In this context a leukemia includes any of: Acute lymphoblastic leukemia (ALL) such as precursor B acute lymphoblastic leukemia, precursor T acute lymphoblastic leukemia, Burkitt's leukemia, and acute biphenotypic leukemia, Chronic lymphocytic leukemia (CLL) such as B-cell prolymphocytic leukemia, a more aggressive disease, Acute myelogenous leukemia (AML) such as acute promyelocyte leukemia, acute myeloblasts leukemia, and acute megakaryoblastic leukemia, Chronic myelogenous leukemia (CML) such as chronic monocytic leukemia, Hairy cell leukemia (HCL), Tcell prolymphocyte leukemia (T-PLL), Large granular lymphocytic leukemia and Adult T- cell leukemia.

In this context a Lymphoma includes any of: Small lymphocytic lymphoma, Lymphoplasmacytic lymphoma (such as Waldenstrom macroglobulinemia), Splenic marginal zone lymphoma, Plasma cell myeloma, Plasmacytoma, Extranodal marginal zone B cell lymphoma (MALT lymphoma), Nodal marginal zone B cell lymphoma (NMZL), Follicular lymphoma, Mantle cell lymphoma Diffuse large B cell lymphoma, Mediastinal (thymic) large B cell lymphoma, Intravascular large B cell lymphoma, Primary effusion lymphoma, Burkitt lymphoma/leukemia, T cell prolymphocyte leukemia, T cell large granular lymphocytic leukemia, Aggressive NK cell leukemia, Adult T cell leukemia/lymphoma, Extranodal NK/T cell lymphoma - nasal type, Enteropathy-type T cell lymphoma, Hepatosplenic T cell lymphoma, Blastic NK cell lymphoma, Mycosis fungoides / Sezary syndrome, Primary cutaneous CD30-positive T cell lymphoproliferative disorders, Primary cutaneous anaplastic large cell lymphoma, Lymphomatoid papulosis, Angioimmunoblastic T cell lymphoma, Peripheral T cell lymphoma, unspecifiedAnaplastic large cell lymphoma, Hodgkin lymphoma, Immunodeficiency-associated lymphoproliferative disorders.

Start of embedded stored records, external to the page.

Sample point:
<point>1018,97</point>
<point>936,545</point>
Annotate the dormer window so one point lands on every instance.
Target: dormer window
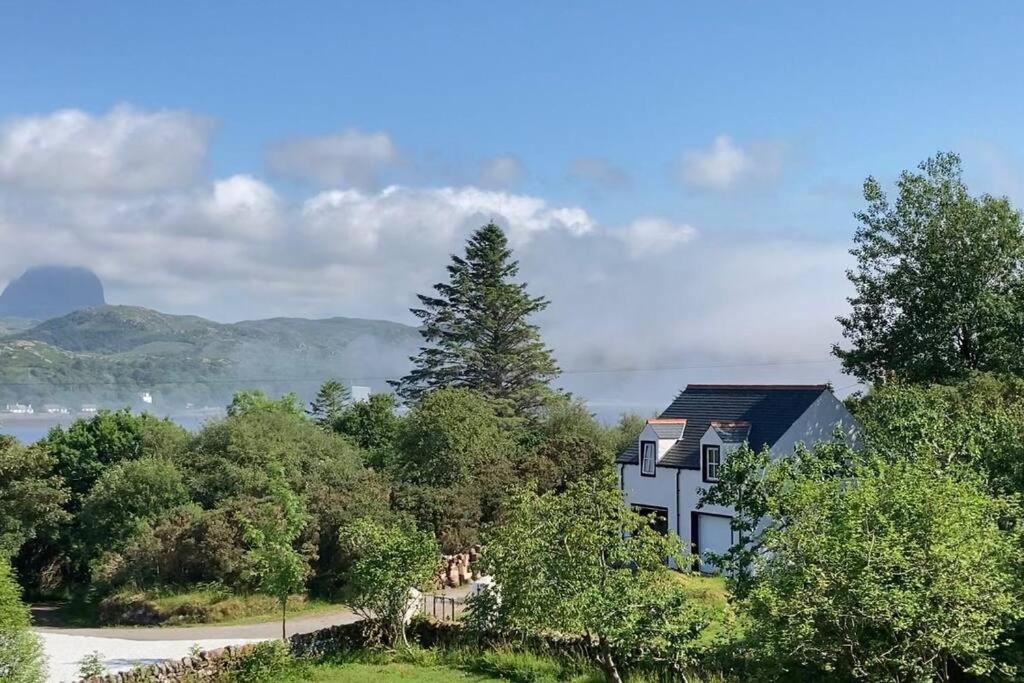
<point>712,463</point>
<point>648,457</point>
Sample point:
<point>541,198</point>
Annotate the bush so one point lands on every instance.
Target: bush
<point>20,654</point>
<point>268,660</point>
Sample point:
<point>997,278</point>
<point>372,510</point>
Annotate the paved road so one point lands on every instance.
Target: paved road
<point>193,633</point>
<point>263,630</point>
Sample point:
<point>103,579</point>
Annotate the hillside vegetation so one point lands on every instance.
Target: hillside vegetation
<point>111,353</point>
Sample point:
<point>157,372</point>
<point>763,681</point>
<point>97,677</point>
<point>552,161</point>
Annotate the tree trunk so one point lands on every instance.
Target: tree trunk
<point>284,616</point>
<point>608,660</point>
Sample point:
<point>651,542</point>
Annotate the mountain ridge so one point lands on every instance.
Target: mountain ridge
<point>111,353</point>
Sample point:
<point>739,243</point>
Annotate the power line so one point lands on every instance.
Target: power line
<point>281,380</point>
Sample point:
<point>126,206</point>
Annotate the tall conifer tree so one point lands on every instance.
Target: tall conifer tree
<point>478,332</point>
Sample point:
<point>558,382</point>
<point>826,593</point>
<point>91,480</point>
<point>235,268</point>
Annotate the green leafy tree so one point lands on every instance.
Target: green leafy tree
<point>627,431</point>
<point>391,559</point>
<point>372,424</point>
<point>583,562</point>
<point>871,569</point>
<point>330,402</point>
<point>478,331</point>
<point>88,446</point>
<point>254,400</point>
<point>448,437</point>
<point>126,500</point>
<point>977,423</point>
<point>274,566</point>
<point>571,445</point>
<point>938,282</point>
<point>20,654</point>
<point>32,499</point>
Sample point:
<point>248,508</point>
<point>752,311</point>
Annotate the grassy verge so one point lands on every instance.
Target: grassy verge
<point>174,607</point>
<point>440,665</point>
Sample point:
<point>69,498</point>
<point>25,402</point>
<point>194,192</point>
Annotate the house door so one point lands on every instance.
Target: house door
<point>713,534</point>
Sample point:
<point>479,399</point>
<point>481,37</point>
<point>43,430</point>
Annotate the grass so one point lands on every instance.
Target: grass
<point>211,606</point>
<point>174,607</point>
<point>356,673</point>
<point>446,665</point>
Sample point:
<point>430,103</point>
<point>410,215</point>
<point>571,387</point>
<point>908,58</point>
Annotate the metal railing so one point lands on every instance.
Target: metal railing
<point>442,607</point>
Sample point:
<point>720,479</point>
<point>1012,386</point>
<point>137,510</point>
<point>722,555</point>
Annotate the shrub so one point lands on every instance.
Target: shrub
<point>20,654</point>
<point>268,660</point>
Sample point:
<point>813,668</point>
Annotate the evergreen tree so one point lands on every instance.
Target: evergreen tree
<point>331,400</point>
<point>478,331</point>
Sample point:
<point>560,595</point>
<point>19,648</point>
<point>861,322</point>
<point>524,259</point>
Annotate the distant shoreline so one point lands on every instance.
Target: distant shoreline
<point>59,418</point>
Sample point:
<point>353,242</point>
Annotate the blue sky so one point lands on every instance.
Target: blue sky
<point>849,89</point>
<point>238,160</point>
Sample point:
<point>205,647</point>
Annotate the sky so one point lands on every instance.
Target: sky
<point>679,179</point>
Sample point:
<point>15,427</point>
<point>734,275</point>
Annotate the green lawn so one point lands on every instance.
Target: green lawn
<point>356,673</point>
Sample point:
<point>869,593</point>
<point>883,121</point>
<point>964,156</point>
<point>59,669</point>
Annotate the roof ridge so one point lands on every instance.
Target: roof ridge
<point>762,387</point>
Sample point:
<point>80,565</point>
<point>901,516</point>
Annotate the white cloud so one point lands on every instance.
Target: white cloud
<point>599,172</point>
<point>651,292</point>
<point>244,205</point>
<point>503,171</point>
<point>648,235</point>
<point>349,159</point>
<point>725,165</point>
<point>123,151</point>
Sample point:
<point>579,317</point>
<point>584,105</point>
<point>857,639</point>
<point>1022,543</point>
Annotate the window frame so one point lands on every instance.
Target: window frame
<point>706,464</point>
<point>653,459</point>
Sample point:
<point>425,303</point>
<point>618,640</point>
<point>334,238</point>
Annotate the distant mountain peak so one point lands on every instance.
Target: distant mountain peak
<point>48,291</point>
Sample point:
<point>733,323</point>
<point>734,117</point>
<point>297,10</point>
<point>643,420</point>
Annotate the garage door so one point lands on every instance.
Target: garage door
<point>714,535</point>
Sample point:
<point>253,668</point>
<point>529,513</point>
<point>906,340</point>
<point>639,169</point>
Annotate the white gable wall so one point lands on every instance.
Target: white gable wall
<point>655,492</point>
<point>817,424</point>
<point>648,434</point>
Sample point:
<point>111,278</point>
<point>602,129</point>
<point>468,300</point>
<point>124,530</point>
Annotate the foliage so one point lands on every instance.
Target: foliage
<point>448,436</point>
<point>627,431</point>
<point>330,402</point>
<point>263,663</point>
<point>939,289</point>
<point>478,334</point>
<point>872,569</point>
<point>572,445</point>
<point>20,654</point>
<point>254,400</point>
<point>274,566</point>
<point>185,546</point>
<point>91,665</point>
<point>126,499</point>
<point>391,559</point>
<point>89,445</point>
<point>977,423</point>
<point>584,562</point>
<point>373,425</point>
<point>32,499</point>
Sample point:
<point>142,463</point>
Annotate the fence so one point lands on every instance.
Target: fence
<point>442,607</point>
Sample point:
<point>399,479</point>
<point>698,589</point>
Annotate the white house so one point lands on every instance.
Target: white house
<point>680,453</point>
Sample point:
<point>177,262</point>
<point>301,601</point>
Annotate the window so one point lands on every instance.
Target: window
<point>648,456</point>
<point>712,463</point>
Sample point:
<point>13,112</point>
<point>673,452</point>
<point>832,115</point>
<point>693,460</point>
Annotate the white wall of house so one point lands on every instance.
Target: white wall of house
<point>655,492</point>
<point>648,434</point>
<point>816,425</point>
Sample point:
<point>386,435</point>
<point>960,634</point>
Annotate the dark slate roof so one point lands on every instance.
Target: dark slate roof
<point>731,432</point>
<point>770,410</point>
<point>668,428</point>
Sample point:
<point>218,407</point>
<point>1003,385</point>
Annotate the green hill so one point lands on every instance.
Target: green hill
<point>110,354</point>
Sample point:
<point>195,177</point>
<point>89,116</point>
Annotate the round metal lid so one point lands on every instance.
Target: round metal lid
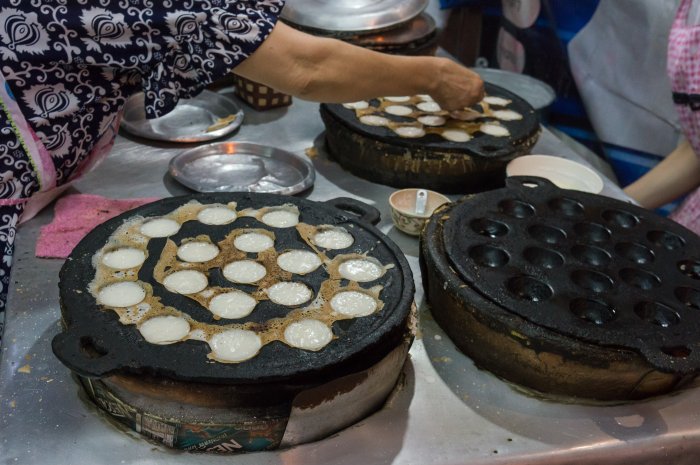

Any cancer that is known to feature upregulated pGP activity, or where drug options are limited due to pGP activity, is encompassed within the scope of the invention. Such cancers are in particular ovarian carcinoma and breast cancer, but high expression of pGP is also observed in hepatic carcinomas and some forms of blood cancers. In the context of the invention, the treatment of a cancer may also be the inhibition of tumor cell proliferation, the induction or increased induction of tumor cell death, the prevention or delay of the occurrence of metastases, the prevention or delay of tumor cell migration, an inhibition or prevention or delay of the increase of a tumor weight or growth, and/or a prolongation of patient survival of at least one month, several months or more (compared to those not treated or treated with a control or compared with the subject at the onset of the treatment) and/or improvement of the quality of life and observed pain relief. In the context of the invention, a patient may survive and/or may be considered as being disease free. Alternatively, the disease or condition may have been cured or delayed. In the context of the invention, an improvement of quality of life and observed pain relief may mean that a patient may need less pain relief drugs than at the onset of the treatment. Alternatively or in combination with the consumption of less pain relief drugs, a patient may be less constipated than at the onset of the treatment. "Less" in this context may mean 5% less, 10% less, 20% less, 30% less, 40% less, 50% less, 60% less, 70% less, 80%) less, 90%) less, or 100% less. In this latter case a patient may no longer need any pain relief drug.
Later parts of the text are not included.